If the offensive line can give the Horned Frogs that necessary time and space, they will be able to get the ball to electrifying weapons such as James, Catalon, Carter and Brown in the open field and move the ball against the Tigers defense.
Hold Strong Against Power-Running Game
LSU is going to move the ball on the ground, it's just a matter of limiting the damage. It will be a grind, but TCU's front six must stay strong against the ground game and contain LSU's backs. Chucky Hunter, the rock in the interior, will likely be the key piece to this puzzle.

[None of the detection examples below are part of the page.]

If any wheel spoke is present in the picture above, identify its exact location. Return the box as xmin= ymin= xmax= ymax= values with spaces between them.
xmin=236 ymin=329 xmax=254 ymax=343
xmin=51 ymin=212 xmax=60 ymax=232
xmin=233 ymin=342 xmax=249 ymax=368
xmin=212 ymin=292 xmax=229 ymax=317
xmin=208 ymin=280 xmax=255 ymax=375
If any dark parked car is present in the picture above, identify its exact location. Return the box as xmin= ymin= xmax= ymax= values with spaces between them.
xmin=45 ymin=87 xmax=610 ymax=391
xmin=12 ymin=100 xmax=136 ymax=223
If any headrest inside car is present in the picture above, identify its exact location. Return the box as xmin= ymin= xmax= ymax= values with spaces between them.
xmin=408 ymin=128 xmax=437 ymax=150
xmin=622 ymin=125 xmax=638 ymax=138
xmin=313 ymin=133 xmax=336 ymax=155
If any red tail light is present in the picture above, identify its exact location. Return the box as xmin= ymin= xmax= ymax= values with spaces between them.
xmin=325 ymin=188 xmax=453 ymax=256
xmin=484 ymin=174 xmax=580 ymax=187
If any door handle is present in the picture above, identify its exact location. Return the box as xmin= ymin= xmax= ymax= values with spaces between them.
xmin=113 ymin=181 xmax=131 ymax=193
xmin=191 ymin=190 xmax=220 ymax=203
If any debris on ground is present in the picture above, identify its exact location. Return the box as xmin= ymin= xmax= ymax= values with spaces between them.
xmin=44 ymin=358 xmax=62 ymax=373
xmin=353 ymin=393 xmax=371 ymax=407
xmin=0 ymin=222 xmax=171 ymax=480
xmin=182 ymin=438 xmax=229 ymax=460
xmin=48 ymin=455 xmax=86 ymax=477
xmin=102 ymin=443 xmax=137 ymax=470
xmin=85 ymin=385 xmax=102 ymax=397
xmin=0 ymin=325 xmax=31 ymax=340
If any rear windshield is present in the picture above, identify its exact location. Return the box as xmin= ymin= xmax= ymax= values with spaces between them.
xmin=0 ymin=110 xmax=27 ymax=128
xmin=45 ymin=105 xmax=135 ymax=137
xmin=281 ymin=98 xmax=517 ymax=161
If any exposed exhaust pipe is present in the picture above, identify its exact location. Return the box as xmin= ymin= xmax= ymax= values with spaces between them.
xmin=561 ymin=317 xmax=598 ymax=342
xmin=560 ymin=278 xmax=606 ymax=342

The TCU defense may not be able to shut down the Tigers running game, but it will be able to discourage it by limiting big runs. If it can do that, LSU may turn to Mettenberger to make things happen in the passing game, which is where the Horned Frogs truly have an advantage.
Convert in the Red Zone
As good of a team as LSU was in 2012, it simply could not convert red-zone trips into touchdowns. The Tigers finished the season at No. 102 in red-zone touchdown efficiency, crossing the goal line only 50.9 percent of the time they were within their opponents' 20-yard line.
On the flip side, TCU allowed only 18 red-zone touchdowns last year, making it one of the best teams in the nation in that category. This game will be too close for LSU to afford missing out on red-zone opportunities.
Keep Mettenberger Clean
We saw what he can do when he gets in a groove when he torched Alabama last year. Even though Fields will most likely remain on the sideline, TCU still has a solid pass rush. After struggling to keep opponents out of the backfield in 2012, it is imperative that the Tigers front wall keeps Mettenberger protected and gives him the time he needs to establish a passing game so that the Horned Frogs don't stack the box against the run.
Shut Down the TCU Ground Game
This is what the Tigers do best. LSU has made a habit of quieting the rushing attacks of its opponents. In fact, the Tigers allowed barely over 100 rushing yards per game in 2012.
With TCU's young guards entering their first real game as starters, Anthony Johnson and Ego Ferguson need to dominate the interior of that offense so that the Horned Frogs have no shot at establishing a threatening running game. This should not be too challenging considering the talent of that tandem and the relatively small size of TCU's backs.
Play with a High Motor on D
This one also may sound obvious, but one of the true strengths of the LSU team is its speed on defense, especially at linebacker. This is a defense that plays sideline-to-sideline on every down, and it needs to maintain that intensity throughout the entire game.
TCU may not have a power-running game, but it has enough speed and athleticism on the outside to hurt the Tigers in a big way. John Chavis needs to contain those offensive weapons with the high motor of his defense.
There is no doubt that this is will be an even, entertaining matchup between two great teams with promising outlooks.
TCU is not your average Big-12 team with an offensive-minded, pass-happy attack. This is a team with an exceptional defense capable of giving any SEC team a taste of its own medicine.
It is hard to truly make a prediction for this game because of the unknowns that remain. Will Fields and Hill play? Will it be Pachall or Boykin under center for TCU? These are questions that we likely will not know until Saturday.
With that being said, LSU looks to have the slight advantage in most of the matchups I've explored. It has the clear advantage in the trenches, and even though Mettenberger might have a hard time, the running game is strong enough to make up for it.
TCU's best chance at winning this game is to make things happen on defense. An interception or defensive touchdown at a key moment could make all the difference, and the Horned Frogs have the aggressive players to make that happen. Without a spark, I don't see TCU's offense doing too much against that formidable LSU defense. I predict that LSU will pull out a close one in a low-scoring affair.